Convencida de que la ley intolerante de la Colonia de Massachusetts, la cual desterró a los cuáqueros, violaba la ley de Dios, Mary Dyer no se quedó callada ni se alejó. Dyer era cuáquera, y los cuáqueros creían que Dios podía comunicarse directamente con nosotros y que se podía tener la seguridad de la salvación. Esto fue considerado herejía por los puritanos de Massachusetts, por lo cual, la desterraron de la colonia.

Dyer desafió esa ley con una persistencia que finalmente llevó a las autoridades a una decisión crítica: estar de acuerdo con Dyer y cambiar la estructura social de la colonia o silenciarla. Mary Dyer murió en la horca el 1 de junio de 1660, por afirmar su posición contra el gobierno que persiguió su fe cuáquera. «No, hombre —dijo al final—, no estoy ahora para arrepentirme». Dyer tenía otras alternativas. Por un lado, estaba casada con un respetado funcionario colonial, William Dyer, quien más de una vez la había rescatado de la cárcel de Massachusetts a través de sus conexiones políticas. Él también era cuáquero, pero menos militante que ella, quien nunca esquivó una lucha por la libertad religiosa, especialmente cuando su «luz interior» —la voz de Dios para el alma— la llevó a enfrentarse a los poderes seculares.

Por otro lado, Dyer tenía la irritable paciencia del gobernador de Massachusetts John Endicott de su lado. Cuando sus compañeros cuáqueros «infractores de la ley», William Robinson y Marmaduke Stephenson, fueron ahorcados en 1658, Dyer estaba justo detrás de ellos, esperando el mismo destino. Para su completa sorpresa, recibió un indulto de última hora y se le ordenó que nunca regresara. Se fue bajo vigilancia, con la promesa de su marido de que cumpliría con el edicto de destierro de Massachusetts.

Finalmente, Dyer tuvo una misión a los nativos americanos en Shelter Island para enseñarlos y convertirlos a la fe cuáquera.
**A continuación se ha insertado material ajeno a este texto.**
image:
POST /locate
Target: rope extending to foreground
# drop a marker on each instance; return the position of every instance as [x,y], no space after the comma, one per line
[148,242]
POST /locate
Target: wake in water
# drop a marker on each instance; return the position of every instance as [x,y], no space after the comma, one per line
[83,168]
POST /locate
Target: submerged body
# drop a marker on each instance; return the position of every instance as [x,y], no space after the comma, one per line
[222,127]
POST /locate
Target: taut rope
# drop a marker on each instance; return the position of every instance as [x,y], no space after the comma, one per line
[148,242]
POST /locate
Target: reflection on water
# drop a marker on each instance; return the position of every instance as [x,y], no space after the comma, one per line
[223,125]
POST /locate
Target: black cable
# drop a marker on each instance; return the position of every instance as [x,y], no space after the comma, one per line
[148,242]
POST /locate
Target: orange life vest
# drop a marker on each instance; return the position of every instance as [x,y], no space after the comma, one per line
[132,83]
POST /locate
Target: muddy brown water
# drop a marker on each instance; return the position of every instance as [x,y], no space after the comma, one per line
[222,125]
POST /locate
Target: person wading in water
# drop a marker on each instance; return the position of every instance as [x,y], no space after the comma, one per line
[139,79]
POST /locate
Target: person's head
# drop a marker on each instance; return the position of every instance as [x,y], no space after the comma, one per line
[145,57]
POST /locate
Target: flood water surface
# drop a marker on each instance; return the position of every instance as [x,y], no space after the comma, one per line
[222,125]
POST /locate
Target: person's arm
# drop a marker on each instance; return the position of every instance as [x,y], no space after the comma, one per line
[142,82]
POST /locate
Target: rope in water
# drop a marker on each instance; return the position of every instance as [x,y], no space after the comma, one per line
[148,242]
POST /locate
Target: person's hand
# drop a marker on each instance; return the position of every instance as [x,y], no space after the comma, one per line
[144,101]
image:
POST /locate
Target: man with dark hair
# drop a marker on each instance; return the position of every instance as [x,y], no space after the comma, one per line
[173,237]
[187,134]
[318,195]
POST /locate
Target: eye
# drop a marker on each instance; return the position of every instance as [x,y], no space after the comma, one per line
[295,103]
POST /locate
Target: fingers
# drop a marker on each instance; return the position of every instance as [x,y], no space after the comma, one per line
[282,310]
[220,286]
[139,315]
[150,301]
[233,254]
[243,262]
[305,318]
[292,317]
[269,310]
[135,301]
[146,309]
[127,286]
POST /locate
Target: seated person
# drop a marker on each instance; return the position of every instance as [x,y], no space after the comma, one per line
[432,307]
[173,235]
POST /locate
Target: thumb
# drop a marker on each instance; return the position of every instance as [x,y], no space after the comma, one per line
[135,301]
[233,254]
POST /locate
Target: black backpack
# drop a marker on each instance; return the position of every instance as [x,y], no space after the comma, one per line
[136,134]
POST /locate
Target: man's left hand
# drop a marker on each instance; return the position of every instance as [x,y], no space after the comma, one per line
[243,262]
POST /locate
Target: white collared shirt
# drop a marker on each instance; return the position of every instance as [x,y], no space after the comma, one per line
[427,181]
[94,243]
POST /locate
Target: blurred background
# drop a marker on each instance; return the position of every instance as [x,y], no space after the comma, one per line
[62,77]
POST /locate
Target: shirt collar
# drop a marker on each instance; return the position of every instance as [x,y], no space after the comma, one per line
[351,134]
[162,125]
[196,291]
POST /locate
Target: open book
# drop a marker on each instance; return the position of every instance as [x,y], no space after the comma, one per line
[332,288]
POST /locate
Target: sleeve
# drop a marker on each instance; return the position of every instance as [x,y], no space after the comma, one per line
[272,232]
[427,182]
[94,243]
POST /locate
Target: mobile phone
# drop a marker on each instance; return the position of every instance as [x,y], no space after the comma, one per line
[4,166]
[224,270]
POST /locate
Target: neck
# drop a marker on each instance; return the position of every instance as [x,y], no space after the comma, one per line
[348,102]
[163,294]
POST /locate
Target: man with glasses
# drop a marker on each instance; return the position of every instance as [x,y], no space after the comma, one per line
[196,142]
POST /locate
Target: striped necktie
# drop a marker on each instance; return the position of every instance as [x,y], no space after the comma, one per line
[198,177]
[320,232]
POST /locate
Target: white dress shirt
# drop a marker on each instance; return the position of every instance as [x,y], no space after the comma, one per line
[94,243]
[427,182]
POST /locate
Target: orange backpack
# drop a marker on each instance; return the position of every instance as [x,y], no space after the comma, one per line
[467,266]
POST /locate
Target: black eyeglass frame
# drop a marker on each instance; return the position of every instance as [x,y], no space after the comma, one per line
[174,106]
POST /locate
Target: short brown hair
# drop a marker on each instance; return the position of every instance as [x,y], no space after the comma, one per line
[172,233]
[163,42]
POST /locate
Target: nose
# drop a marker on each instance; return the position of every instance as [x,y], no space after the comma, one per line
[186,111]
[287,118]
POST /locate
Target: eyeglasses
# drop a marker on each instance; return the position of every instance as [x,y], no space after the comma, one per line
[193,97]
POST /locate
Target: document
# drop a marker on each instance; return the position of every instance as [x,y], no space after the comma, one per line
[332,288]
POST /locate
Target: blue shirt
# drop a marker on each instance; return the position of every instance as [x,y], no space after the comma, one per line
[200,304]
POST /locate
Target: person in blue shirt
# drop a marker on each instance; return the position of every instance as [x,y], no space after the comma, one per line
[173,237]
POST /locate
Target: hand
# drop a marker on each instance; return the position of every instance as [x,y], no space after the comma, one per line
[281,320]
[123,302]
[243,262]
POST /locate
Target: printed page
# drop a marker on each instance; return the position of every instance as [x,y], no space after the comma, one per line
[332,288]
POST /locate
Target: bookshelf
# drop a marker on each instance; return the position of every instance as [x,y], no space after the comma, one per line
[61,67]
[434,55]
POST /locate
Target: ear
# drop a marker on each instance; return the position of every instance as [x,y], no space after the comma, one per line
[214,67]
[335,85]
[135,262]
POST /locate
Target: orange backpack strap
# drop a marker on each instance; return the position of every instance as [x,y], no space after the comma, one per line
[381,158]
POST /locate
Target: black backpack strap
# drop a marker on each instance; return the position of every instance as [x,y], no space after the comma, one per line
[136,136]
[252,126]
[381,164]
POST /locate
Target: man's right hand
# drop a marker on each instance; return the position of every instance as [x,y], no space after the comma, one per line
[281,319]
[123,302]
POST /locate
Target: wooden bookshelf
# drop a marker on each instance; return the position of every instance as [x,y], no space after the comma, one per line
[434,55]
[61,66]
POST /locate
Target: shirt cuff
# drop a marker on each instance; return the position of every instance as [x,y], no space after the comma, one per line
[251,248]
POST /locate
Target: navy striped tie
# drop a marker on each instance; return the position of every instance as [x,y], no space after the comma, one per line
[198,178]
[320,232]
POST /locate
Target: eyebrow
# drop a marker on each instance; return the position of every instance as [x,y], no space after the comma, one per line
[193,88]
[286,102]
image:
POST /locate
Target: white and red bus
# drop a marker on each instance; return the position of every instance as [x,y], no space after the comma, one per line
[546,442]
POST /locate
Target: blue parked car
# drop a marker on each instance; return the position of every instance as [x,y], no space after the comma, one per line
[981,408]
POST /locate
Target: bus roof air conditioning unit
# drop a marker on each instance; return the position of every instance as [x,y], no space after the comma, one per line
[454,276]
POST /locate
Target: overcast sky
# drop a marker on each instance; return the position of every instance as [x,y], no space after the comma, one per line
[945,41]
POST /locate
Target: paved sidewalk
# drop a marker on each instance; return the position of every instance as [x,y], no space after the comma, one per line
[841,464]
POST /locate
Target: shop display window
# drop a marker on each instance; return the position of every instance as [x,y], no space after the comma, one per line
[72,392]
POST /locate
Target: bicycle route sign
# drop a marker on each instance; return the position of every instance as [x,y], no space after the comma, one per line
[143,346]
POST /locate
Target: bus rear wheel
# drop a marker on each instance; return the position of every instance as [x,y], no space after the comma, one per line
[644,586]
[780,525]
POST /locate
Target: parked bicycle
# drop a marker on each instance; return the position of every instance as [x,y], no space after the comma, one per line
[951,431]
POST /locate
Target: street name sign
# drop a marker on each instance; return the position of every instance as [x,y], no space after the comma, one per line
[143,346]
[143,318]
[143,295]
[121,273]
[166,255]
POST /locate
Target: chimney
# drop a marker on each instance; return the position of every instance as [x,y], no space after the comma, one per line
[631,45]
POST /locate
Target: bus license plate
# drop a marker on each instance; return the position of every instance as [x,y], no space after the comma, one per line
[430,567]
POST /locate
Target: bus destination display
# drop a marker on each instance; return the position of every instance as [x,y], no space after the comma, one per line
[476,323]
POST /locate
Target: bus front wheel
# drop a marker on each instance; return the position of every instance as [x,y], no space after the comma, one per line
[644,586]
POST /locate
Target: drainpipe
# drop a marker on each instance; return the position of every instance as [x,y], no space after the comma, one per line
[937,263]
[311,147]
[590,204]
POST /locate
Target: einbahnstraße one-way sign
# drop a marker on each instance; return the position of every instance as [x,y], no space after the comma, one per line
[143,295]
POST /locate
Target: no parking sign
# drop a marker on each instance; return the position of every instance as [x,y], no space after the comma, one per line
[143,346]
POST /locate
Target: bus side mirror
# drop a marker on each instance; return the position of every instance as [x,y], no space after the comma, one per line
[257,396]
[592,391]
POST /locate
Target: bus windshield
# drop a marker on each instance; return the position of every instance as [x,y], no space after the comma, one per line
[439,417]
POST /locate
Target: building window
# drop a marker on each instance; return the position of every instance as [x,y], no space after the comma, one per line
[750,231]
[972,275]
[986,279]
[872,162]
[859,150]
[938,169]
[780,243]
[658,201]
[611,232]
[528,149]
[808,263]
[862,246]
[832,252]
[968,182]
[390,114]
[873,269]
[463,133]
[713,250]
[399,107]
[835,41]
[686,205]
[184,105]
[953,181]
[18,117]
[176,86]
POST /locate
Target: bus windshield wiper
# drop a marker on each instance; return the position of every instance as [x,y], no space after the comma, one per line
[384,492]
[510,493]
Si hubiera estado contenta con su trabajo y hubiera sido obediente a la ley, podría haber visto al último de sus ocho hijos llegar a la edad adulta. Pero ella no estaba contenta ni era sumisa.

En abril de 1660, Dyer regresó a Boston, guiada por su conciencia y plenamente consciente del peligro que enfrentaba. No se lo dijo a su esposo, quien, sin embargo, escribió una conmovedora carta al gobernador Endicott para pedir de nuevo misericordia hacia su insistente esposa. Esta vez, sin embargo, los riesgos eran demasiado altos.

Lo que estaba en juego era algo más que la inconformidad cuáquera. Para sobrevivir en el Nuevo Mundo, los colonos habían aprendido a construir comunidades fuertes. Si la seguridad de la comida, el clima, el bosque, las enfermedades y los indios hostiles no eran suficientes, los hombres de negocios londinenses de alma dura habían renunciado a las colonias, y las habían dejado a su ingenio y recursos. La inconformidad religiosa era una tensión adicional en el sistema social, y el desafío a la ley finalmente era una ofensa capital. ¿Quién podría desperdiciar preciosos recursos para mantener un sistema penitenciario?

Dyer quería libertad religiosa; Massachusetts quería orden y supervivencia. Líderes como Roger Williams en Rhode Island habían encontrado un término medio y otorgaban una libertad de expresión más amplia en y alrededor de la ciudad de Providence. Dyer y su esposo vivieron allí durante un tiempo, pero ella no era una persona que quisiera refugiarse allí.

Así, el 31 de mayo de 1660, el Tribunal General de Massachusetts convocó a Mary Dyer y la condenó por violación deliberada del decreto de destierro. Ella respondió: «Vine en obediencia a la voluntad de Dios, con el deseo de que deroguen sus leyes injustas, y ese es mi trabajo ahora y mi ferviente petición».

A la mañana siguiente fue escoltada a la horca con una tropa de tamborileros delante y detrás para evitar que Dyer le predicara a la multitud. Dejó grabado en la pared de su celda de la cárcel: «Mi vida no me aprovecha/En comparación con la Libertad de la Verdad».

En 1959, en el 300 aniversario de su sentencia de muerte, el Tribunal General de Massachusetts decretó que se erigiera una estatua de bronce de Mary Dyer en su memoria en los terrenos de la Casa del Estado en Boston para reconocer la verdad y el valor social de su «ferviente petición».